Pelo que vi posso dizer algumas coisas: as coisas vão piorar e muito. O autor faz com que seja extremamente difícil simpatizar totalmente com qualquer lado, por exemplo: Os lusitanianos são anti-escravistas correto? Sim, mas apenas daqueles que se convertem a sua religião por opção, aqueles que fazer baixo a circunstâncias difíceis, digamos assim: GUERRA e MORTE iminentes têm suas vidas polpadas para servir como ESCRAVOS! tadã o/
Isso mesmo, eles escravizam também e ainda pior não suprem as necessidades básicas como a alimentação e abrigo, não gostou? Morte, simples assim. Não que Pars sejam lá estas coisas, nem direi sobre a questão escravista porque isso é bem obvio e há outros pontos contra bem pertinentes, como a família real de Pars, a qual é seriamente estranha, principalmente a rainha… para não dizer o fato que o príncipe não se parece com ninguém ali, nem física como emocionalmente. (há muitos possíveis desdobramentos qto a isso ^^)
Há muita coisa errada e isso ocorre de modo igual em ambos os lados, nisso o autor foi expert, sinceramente me parece uma guerra entre o sujo e o mal lavado. Em sua só há escolhas ruins, apesar de haver bem também em cada lado, dai vem a sacada genial no autor: O Principe Arslan
Arslan realmente é a personificação da inocência, apesar de que isto não vai durar por muito tempo, mas é fato que ele não é tão tolo quanto aparenta. E é possível observar isto em vários momentos tanto no anime quanto o manga, ele compreende rapidamente diversas situações, pessoas e acima de tudo sua própria fraqueza, ele sabe o que pode e não pode fazer, avalia as coisas por diversos ângulos, bem como considera a opinião de cada um, apesar de não abrir mão da sua, além de pesar as coisas culturalemente.
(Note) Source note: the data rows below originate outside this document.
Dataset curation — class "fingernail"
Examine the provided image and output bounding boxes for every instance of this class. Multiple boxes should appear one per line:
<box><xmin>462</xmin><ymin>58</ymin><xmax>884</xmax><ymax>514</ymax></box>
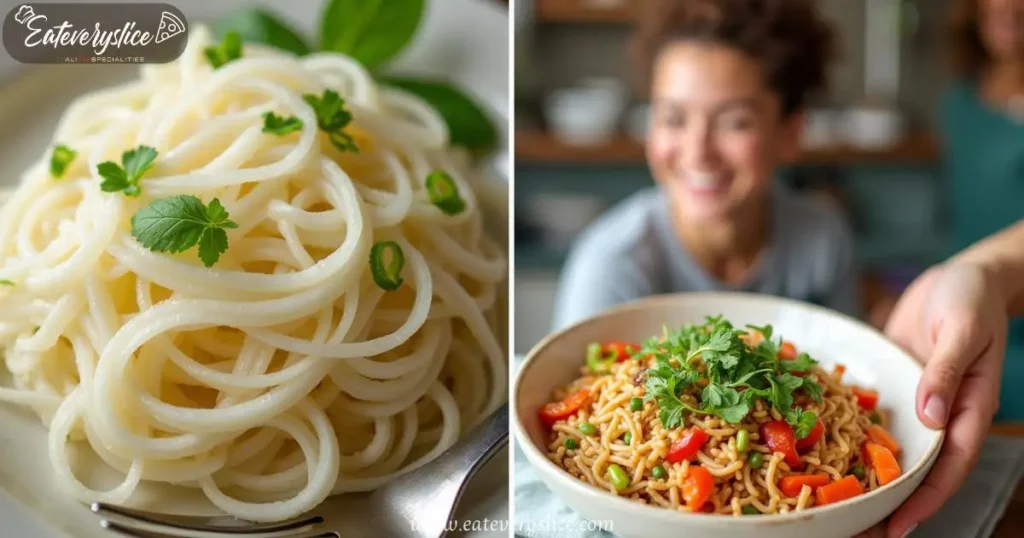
<box><xmin>925</xmin><ymin>395</ymin><xmax>946</xmax><ymax>425</ymax></box>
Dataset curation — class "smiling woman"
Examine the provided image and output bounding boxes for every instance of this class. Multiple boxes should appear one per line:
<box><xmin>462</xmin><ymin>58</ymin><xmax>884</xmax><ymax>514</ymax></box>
<box><xmin>555</xmin><ymin>0</ymin><xmax>858</xmax><ymax>327</ymax></box>
<box><xmin>0</xmin><ymin>2</ymin><xmax>507</xmax><ymax>521</ymax></box>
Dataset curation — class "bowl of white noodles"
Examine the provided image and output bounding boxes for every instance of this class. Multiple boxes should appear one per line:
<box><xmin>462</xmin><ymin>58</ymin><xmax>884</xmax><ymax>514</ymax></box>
<box><xmin>0</xmin><ymin>9</ymin><xmax>507</xmax><ymax>530</ymax></box>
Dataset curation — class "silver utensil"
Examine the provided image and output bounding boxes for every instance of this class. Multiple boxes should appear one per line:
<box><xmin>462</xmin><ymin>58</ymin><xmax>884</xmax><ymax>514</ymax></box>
<box><xmin>92</xmin><ymin>404</ymin><xmax>509</xmax><ymax>538</ymax></box>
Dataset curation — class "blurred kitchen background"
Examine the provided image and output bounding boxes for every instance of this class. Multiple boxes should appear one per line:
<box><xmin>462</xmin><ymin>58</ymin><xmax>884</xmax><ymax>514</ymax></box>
<box><xmin>514</xmin><ymin>0</ymin><xmax>952</xmax><ymax>354</ymax></box>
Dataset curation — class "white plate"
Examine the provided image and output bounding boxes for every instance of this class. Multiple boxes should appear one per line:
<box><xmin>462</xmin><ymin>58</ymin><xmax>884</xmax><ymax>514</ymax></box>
<box><xmin>0</xmin><ymin>0</ymin><xmax>509</xmax><ymax>538</ymax></box>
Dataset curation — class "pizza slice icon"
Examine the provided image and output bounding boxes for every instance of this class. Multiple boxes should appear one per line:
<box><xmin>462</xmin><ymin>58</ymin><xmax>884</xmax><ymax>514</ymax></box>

Ao meu ver é um personagem complexo que tende a crescer e formar um caráter marcante que pode reunir o que há de bom em ambas culturas.
Ao meu ver um anime e mangá que vale uma debruçada e a espera do proximo ep/cap.
Fábio Mexicano Godoy
Antes de mais nada, muito obrigado pelo seu comentário, e obrigado pelos elogios! Espero poder contar com sua audiência e participação no anime21 mais vezes =)
De fato, como eu já notei, não sei se deixei claro em meus artigos mas creio que ainda não, essa história não é a de uma guerra entre dois reinos, não é a história de heróis lendários ou guerreiros poderosos ou estrategistas astutos – e por isso rechaço as comparações que já vi fazerem entre Arslan Senki e Kingdom. Pela minha impressão logo no primeiro episódio, corroborada pelos dois episódios seguintes, essa é a história do crescimento pessoal de uma pessoa: o príncipe Arslan. E através dele o leitor ou espectador é convidado a refletir sobre temas como a guerra e a escravidão. Bom, refletir pode ser um pouco de exagero já que o anime é extremamente caricato e mão pesada na forma como ele expõe a sua moral, mas para quem está esperando assistir só mais um anime de guerra estilo medieval oriental pode ser uma surpresa encontrar esse tipo de discurso em Arslan Senki. Como eu já disse por aí (acho que não em artigos ainda), Arslan Senki está muito mais para Akatsuki no Yona do que para Kingdom.